RubricEM-8B trains research agents with self-generated rubrics and meta-learning
A new meta-RL framework uses self-generated rubrics to structure long-horizon research tasks, outperforming comparable open models on four benchmarks.

RubricEM is a reinforcement learning framework that trains AI research agents—systems that plan, search, evaluate evidence, and write long-form reports—by treating rubrics as the shared interface for policy execution, judge feedback, and agent memory. The authors argue that research tasks push RL beyond verifiable rewards: outputs lack ground-truth answers, trajectories span many tool-augmented decisions, and standard post-training offers little mechanism for turning past attempts into reusable experience.
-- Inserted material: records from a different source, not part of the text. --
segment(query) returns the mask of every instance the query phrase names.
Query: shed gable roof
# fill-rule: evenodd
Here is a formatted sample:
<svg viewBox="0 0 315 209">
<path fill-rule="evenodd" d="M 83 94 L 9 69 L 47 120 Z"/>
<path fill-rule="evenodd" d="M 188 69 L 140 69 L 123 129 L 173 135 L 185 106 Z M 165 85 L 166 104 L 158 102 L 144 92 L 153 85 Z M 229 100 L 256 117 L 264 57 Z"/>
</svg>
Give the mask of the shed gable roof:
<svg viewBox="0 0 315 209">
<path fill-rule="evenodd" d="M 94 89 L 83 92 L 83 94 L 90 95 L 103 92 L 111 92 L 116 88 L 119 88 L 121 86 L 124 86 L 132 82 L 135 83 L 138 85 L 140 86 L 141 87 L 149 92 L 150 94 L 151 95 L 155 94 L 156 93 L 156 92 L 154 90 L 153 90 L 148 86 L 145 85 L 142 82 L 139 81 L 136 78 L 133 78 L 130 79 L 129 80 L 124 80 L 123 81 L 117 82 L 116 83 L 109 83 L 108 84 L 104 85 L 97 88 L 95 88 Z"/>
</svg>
The resulting 8-billion-parameter model, RubricEM-8B, achieves strong performance across four long-form research benchmarks.
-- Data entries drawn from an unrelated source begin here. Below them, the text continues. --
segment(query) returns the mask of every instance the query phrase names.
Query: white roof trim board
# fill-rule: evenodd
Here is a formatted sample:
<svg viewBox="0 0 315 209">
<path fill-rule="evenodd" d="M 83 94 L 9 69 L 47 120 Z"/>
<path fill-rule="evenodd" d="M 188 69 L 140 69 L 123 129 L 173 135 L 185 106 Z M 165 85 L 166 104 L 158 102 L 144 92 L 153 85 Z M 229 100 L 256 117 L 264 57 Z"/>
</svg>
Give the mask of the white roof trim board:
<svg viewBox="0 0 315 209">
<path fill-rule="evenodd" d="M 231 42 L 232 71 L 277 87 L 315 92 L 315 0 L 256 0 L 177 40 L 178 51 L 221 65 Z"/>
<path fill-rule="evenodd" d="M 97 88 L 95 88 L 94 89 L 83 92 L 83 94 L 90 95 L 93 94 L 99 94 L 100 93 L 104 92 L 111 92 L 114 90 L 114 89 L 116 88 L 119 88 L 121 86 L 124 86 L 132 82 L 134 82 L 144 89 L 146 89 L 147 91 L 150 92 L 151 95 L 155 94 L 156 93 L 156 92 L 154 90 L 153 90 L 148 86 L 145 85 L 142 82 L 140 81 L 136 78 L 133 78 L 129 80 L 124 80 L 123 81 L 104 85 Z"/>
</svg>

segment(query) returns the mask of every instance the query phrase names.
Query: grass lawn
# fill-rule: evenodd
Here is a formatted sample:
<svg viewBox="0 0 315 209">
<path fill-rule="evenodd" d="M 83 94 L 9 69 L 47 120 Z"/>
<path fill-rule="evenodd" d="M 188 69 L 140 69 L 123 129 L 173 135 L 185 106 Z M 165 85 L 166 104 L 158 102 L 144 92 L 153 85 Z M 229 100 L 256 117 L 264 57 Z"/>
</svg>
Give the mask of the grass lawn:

The framework makes research trajectories stage-aware by conditioning planning, evidence gathering, review, and synthesis on self-generated rubrics. It then assigns credit with Stage-Structured GRPO, which uses stagewise rubric judgments to provide denser semantic feedback for long-horizon optimization. In parallel, RubricEM trains a shared-backbone reflection meta-policy that distills judged trajectories into reusable rubric-grounded guidance for future attempts.
Benchmark results
RubricEM-8B outperforms comparable open models and approaches proprietary deep-research systems on four long-form research benchmarks. The paper includes thorough analyses of the key ingredients that drive performance. Authors Gaotang Li, Bhavana Dalvi Mishra, Zifeng Wang, Jun Yan, Yanfei Chen, and Chun-Liang Li detail the stagewise decomposition and reflection mechanisms that enable the model to convert past attempts into reusable guidance for future research tasks.